Tennis Note #8

Rafa in Paris: The Numbers

I looked at the king of clay: Rafael Nadal. Since then, Rafa lost in the Madrid final and Rome quarterfinals so the number of consecutive matches between losses continues to decrease. I neglected Roland Garros data on purpose because despite his previous losses in 3 set matches, Rafael Nadal has only lost ONCE in Paris. So even though a version of this visual on his decline became rather popular on social media, I really should point out the obvious…

There must be some logical explanation for why Rafael Nadal dominates at Paris other than he has super powers. I mean his previous matches are pretty impressive.

The major difference between these matches are the maximum number of sets played (Roland Garros is best of 5 sets and the rest are best of 3 sets) and the road to the final has more matches (7 in Paris). However, this cannot be the only driving force behind Nadal’s success in Paris. Thus, I will be looking at several matches*, especially after watching him lose against Andy Murray in the Madrid final, which was deconstructed beautifully by Craig O’Shannessy.

Side note: The number of charted matches is limited, which is why I would advocate tennis fans getting involved because this data is not readily available.

I want this to be an interactive note. I provide several detailed visualizations so please share your interpretations!

Every moment in tennis is important, from the first point to the last. This has always been the mentality of Rafael Nadal. Therefore, I want to deconstruct point distributions in two ways. The first graphic is a rather obscure way to present the complete point distribution, scaled for each match. Obviously, the most points played will be at 0–0 between the two players, hence the dark green.

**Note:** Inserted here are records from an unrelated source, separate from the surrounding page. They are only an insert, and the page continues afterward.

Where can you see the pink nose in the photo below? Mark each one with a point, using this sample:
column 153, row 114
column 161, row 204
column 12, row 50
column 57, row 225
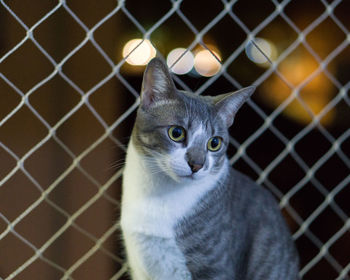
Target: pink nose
column 195, row 167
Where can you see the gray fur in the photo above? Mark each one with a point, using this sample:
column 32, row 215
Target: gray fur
column 236, row 231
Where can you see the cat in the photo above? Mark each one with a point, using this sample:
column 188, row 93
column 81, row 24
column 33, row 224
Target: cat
column 185, row 212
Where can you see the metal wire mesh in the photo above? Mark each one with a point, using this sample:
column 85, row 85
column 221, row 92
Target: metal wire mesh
column 14, row 161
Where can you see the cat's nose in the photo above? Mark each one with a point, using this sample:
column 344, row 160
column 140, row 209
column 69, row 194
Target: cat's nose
column 195, row 167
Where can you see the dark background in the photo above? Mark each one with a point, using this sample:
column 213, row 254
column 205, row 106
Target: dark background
column 50, row 171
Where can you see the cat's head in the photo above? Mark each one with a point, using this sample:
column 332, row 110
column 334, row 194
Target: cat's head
column 181, row 134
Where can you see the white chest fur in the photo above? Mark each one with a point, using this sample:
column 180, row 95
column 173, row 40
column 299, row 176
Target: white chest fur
column 152, row 205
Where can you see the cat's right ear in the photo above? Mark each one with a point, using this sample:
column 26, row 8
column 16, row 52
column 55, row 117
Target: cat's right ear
column 157, row 83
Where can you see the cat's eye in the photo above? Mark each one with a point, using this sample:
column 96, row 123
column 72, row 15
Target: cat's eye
column 177, row 133
column 214, row 144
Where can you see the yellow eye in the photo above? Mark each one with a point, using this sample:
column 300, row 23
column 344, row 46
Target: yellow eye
column 214, row 144
column 176, row 133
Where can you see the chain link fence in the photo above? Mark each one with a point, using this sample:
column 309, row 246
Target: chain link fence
column 68, row 101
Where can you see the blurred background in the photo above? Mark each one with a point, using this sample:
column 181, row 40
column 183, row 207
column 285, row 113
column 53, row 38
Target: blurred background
column 70, row 76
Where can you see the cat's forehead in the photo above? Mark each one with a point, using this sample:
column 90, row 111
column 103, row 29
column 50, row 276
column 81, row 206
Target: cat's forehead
column 188, row 108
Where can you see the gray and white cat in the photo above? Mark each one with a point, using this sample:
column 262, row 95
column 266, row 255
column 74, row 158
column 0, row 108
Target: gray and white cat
column 186, row 214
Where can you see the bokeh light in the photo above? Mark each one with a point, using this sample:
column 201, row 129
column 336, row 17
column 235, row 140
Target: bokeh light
column 206, row 64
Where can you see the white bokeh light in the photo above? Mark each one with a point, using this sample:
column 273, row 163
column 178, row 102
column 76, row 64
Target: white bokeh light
column 206, row 64
column 182, row 65
column 138, row 51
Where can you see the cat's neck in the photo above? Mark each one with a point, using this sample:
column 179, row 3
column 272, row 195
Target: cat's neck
column 154, row 203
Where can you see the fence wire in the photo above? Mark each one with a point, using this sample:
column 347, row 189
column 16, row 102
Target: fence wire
column 322, row 253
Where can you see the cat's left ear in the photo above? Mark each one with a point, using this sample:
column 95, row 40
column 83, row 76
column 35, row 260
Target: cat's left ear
column 228, row 104
column 157, row 83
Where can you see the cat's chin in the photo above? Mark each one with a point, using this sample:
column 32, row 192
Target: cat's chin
column 189, row 177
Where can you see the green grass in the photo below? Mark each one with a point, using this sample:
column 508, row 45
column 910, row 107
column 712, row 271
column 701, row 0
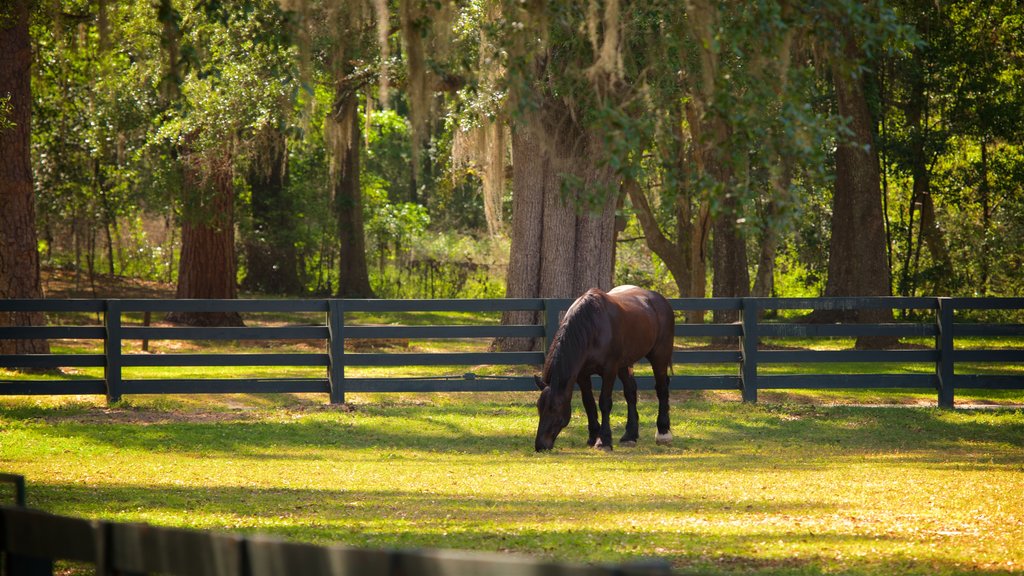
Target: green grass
column 766, row 489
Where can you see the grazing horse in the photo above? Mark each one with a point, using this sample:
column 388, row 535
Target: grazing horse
column 604, row 334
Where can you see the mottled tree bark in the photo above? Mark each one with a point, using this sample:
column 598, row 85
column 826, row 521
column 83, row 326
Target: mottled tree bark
column 353, row 281
column 19, row 277
column 562, row 236
column 207, row 268
column 858, row 263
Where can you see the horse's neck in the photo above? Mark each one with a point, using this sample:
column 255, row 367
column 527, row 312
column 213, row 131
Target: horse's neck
column 567, row 355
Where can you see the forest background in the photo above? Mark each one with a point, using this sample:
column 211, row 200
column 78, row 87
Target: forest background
column 494, row 148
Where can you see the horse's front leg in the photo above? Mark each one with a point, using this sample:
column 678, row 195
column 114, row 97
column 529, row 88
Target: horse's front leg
column 632, row 419
column 587, row 394
column 607, row 383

Maximum to minimum goes from green to yellow to red for each match. To read this, let’s pick an example. Fore instance, 2nd row, 3rd column is 30–15 Nadal or 15–30 Djokovic. Note: Two tiebreaks, which were split, in 2009, were not mapped in this visual.

The top two are best of 3 set losses to Djokovic. The bottom are two Roland Garros matches, last year’s win and his only loss. Each loss tells a different story. For instance, this year in Monte Carlo, you can see that there were many opportunities at deuce for which Djokovic got the majority of the advantage. I will let you interpret the rest of the distributions. Tell me what you think!

Inspired by these game trees of Nadal’s matches in 2013 from Damien Saunder, the second set of graphics below illustrates the four matches when Rafael Nadal is on serve. Saunder analysed Rafael Nadal’s service against Novak Djokovic in the 2013 Roland Garros semifinal. Nadal was incredibly dominant on serve but as we know from the scoreline, Djokovic took advantage of the very few key moments he was given.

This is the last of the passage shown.